第90章 *難航トランスポート*
豪雨と雷鳴が降りしきる中、戦いは激しく混戦していった。しかし、魔の山の加護のおかげか、それとも離れていた戦力が合わさったおかげか、数的不利にも関わらず、風向きは完全にリリアたちに向いていた
そんな状況を悔しげに見つめながら、隊を指揮していた一人の鉄の者が意を決して退却の号令を上げた
鉄の者『総員、退却..っ、退却だぁーー!』
一斉にバタバタと砂埃を舞い上げ森の奥へと逃げ帰っていく鉄の者たちを、リリアたちは乱れる呼吸を整えながらその背中を見つめていた
『『『はぁ、はぁ、はぁ..』』』
セベク『お..追い払えた、のか?』
リリア『なんとかな』
シルバー『よ、よかった..』
バウル『魔の山の加護と、夜の祝福に感謝しよう』
セベク『はい、そうです..ぐぇっ!!』
突然真正面から勢いよく抱きつかれ、カエルが潰れたような声を上げながらそのまま尻餅をつく。なんだと思い視線を下げると、自身の腹にすがりつく黒くふわりとした髪が目についた
セベク『貴様っ..何をする!!』
『..かった』
セベク『え?』
『よ、かった。無事に、会えて..ほんとに、よか、った..ぅぅっ、ぐすっ..』
嗚咽混じりに再会を喜ぶ声に、先程までの痛みからの怒りがジワジワと消えていく。

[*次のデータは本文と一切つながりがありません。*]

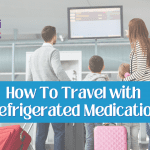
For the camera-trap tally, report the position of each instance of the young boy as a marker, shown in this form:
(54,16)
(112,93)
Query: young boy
(96,65)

目の前の小さな兎が、自分の身を案じてくれていたことに、どこか胸の奥を甘く撫でられたような心地がして、少しだけその表情が緩みを見せた
セベク『..必ず追いつくと言っただろう。僕を見くびるな、馬鹿者..』
少し乱れた黒髪を撫でると、僅かに離れていたとはいえ久しぶりに触れる柔らかな感触に、先程までの戦いで荒ぶっていた心が静まっていく
『それでも..また会えて嬉しい。